Kontan saja wanita paruh baya itu tertawa. "Wah... Kayaknya virus Nebula udah nyebar nih ke Bunda."

"Bunda..." Teriak Bintang dengan muka cemberut. Dan hal itulah yang membuat tawa sang Bunda semakin nyaring.

Di sana, Bintang ikut bahagia. Perasaannya kembali menghangat seperti sedia kala. Sudah lama sekali ia tidak merasakan momen seperti ini. Apalagi melihat tawa lepas Bundanya. Tapi sayang semua tak berselang lama karena geteran dari ponsel Bintang mengalihkan semua.

Angkasa : Gue di luar.

Bintang menyerngit ketika mendapatkan kembali pesan Angkasa. Di luar, maksudnya?
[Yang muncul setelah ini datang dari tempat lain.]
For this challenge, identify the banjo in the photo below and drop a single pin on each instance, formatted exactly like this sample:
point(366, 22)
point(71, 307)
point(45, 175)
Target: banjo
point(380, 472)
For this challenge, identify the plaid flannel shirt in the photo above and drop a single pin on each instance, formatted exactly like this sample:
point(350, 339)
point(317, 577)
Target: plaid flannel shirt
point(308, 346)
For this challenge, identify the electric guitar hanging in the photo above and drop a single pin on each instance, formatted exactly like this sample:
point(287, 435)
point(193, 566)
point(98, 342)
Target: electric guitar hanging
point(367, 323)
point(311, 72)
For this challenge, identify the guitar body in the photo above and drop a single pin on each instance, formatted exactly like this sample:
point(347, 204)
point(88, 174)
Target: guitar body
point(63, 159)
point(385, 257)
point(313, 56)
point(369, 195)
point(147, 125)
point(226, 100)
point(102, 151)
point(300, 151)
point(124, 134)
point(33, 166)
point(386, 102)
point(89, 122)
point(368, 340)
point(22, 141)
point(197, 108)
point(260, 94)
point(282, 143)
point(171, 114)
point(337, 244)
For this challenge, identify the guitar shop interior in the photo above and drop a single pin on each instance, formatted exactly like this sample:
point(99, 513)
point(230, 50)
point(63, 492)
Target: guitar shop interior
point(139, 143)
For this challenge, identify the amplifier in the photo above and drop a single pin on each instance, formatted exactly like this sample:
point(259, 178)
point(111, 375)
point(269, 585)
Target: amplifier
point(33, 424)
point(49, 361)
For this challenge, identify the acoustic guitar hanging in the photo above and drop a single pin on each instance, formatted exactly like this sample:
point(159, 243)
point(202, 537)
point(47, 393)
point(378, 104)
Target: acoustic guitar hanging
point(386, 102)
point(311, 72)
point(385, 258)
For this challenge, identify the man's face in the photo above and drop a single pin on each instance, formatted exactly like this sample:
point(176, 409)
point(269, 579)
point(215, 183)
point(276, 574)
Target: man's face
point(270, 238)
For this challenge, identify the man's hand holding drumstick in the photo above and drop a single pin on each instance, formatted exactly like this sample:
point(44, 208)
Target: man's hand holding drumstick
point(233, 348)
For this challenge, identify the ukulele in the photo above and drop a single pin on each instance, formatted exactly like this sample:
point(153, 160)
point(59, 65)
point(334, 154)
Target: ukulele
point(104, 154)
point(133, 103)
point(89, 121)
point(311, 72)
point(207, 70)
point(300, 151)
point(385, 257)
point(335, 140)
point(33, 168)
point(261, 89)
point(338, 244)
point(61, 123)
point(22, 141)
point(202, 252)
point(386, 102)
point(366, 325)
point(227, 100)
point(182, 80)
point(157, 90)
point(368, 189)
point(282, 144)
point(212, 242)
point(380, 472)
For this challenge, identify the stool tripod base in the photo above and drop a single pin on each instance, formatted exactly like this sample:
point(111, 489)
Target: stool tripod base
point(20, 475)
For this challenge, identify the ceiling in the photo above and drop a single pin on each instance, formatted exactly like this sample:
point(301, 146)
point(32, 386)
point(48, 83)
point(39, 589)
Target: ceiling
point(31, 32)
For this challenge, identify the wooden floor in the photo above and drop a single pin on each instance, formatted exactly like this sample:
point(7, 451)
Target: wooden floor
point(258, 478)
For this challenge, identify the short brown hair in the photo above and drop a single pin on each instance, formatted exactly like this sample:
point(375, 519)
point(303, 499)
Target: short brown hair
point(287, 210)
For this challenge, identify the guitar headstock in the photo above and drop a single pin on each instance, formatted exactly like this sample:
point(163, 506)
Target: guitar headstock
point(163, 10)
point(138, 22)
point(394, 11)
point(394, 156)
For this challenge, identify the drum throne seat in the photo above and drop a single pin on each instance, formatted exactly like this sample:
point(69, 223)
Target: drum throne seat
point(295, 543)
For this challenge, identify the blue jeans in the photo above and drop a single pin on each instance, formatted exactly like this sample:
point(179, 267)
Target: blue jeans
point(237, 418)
Bintang mencoba berpikir, setelah itu baru ia sadar. Astaga... Jangan bilang Angkasa di depan rumahnya.

Dengan cepat Bintang keluar rumah setelah berpamitan dengan Bunda. Dan benar saja, di depan gerbang sudah ada Angkasa. Bahkan cowok itu sedang melempar senyum ke arahnya saat ini.

"Udah lama? Kenapa nggak bilang mau ke sini?" pertanyaan itulah yang terlontar dari mulut Bintang ketika berhadapan dengan Angkasa.

"Mau ngajak sarapan bareng," jawab cowok itu beserta cengirannya. Bintang terhenyak, jadi itu alasan Angkasa pagi-pagi datang ke sini. Terniat sekali.

"Gue udah sarapan," seru Bintang tak nyaman. "Atau mau sarapan di dalam. Bunda masak nasi goreng tadi," tawarnya mengurangi rasa bersalah.

Angkasa menggeleng cepat. Ingin mengacak rambut gadis itu tapi dengan gesit ditutupnya dengan tangan.

"Uh! Gemes gue," tangan Angkasa beralih mencubit pipi Bintang. "Gue ke sini itu butuh alasan, Bintang. Dan anggap aja ngajak sarapan bareng itu alasan gue untuk ketemu lo."

"Kenapa harus ada alasan, kalo tanpa alasan aja kita bisa ketemu?"

"Karena gue baru sadar. Suatu hal yang didasari dengan alasan itu menumbuhkan keyakinan di diri sendiri. Gue ke sini juga penuh dengan pertimbangan, tapi semua kalah dengan satu alasan."

"Terus alasan kak Angkasa untuk ketemu gue itu apa?"

"Senyum lo. Itu udah cukup, bukan?"

Tolong kondisikan! Nihil. Tetap saja tidak berhasil karena sekarang senyum Bintang sudah mengembang. Andai ini dunia animasi, mungkin disekitar Bintang sudah banyak kelopak bunga yang berguguran.